HARDCORE: H-Field and Power Loss Estimation for Arbitrary Waveforms With Residual, Dilated Convolutional Neural Networks in Ferrite Cores

The MagNet challenge 2023 called upon competitors to develop data-driven models for the material-specific, waveform-agnostic estimation of steady-state power losses in toroidal ferrite cores. The following HARDCORE (H-field and power loss estimation for arbitrary waveforms with residual, dilated convolutional neural networks in ferrite cores) approach shows that a residual convolutional neural network with physics-informed extensions can serve this task efficiently when trained on observational data beforehand. One key element is an intermediate model layer, which first reconstructs the $BH$ curve, and then, estimates the power losses based on the curve's area rendering the proposed topology physically interpretable.

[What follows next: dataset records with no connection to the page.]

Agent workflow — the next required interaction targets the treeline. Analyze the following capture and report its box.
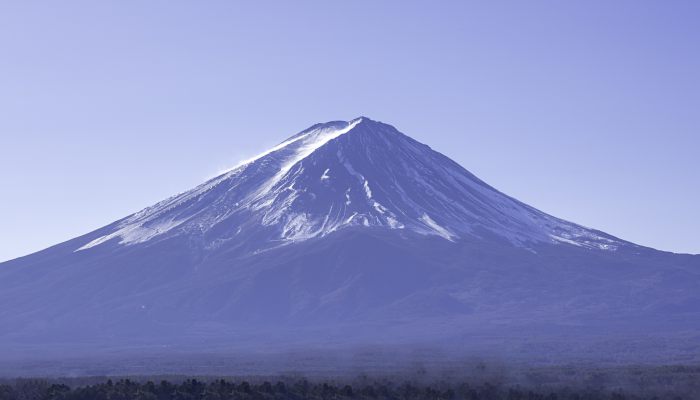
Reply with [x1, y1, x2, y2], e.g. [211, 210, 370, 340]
[0, 379, 682, 400]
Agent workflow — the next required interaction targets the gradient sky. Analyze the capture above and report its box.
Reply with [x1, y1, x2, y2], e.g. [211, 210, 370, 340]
[0, 0, 700, 260]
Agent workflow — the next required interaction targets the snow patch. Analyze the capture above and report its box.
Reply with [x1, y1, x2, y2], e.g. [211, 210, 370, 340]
[420, 214, 454, 242]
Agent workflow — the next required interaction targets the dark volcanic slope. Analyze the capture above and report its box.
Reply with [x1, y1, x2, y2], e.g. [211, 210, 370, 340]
[0, 118, 700, 362]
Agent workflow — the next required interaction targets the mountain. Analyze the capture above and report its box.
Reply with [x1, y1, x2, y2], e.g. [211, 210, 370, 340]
[0, 117, 700, 368]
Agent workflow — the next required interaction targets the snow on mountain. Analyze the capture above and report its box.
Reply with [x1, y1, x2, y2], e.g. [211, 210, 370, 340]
[77, 117, 626, 250]
[0, 117, 700, 366]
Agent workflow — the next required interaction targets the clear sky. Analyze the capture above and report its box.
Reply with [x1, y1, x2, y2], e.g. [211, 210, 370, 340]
[0, 0, 700, 260]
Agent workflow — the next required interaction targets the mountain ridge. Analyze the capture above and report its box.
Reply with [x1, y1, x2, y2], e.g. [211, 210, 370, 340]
[0, 117, 700, 366]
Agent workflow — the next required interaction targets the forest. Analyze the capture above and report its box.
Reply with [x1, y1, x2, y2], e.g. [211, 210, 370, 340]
[0, 378, 691, 400]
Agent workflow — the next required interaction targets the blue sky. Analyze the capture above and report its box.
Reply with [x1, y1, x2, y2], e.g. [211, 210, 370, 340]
[0, 1, 700, 260]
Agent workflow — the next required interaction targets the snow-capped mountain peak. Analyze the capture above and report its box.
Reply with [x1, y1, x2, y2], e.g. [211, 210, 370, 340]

In addition, emphasis was placed on expert-based feature engineering and information-rich inputs in order to enable a lean model architecture. A model is trained from scratch for each material, while the topology remains the same. A Pareto-style tradeoff between model size and estimation accuracy is demonstrated, which yields an optimum at as low as 906 parameters and down to below 8% for the average 95th percentile of the relative power loss error across diverse materials. This contribution has won the first place in the performance category of the MagNet challenge 2023, which further highlights the effectiveness of the proposed model.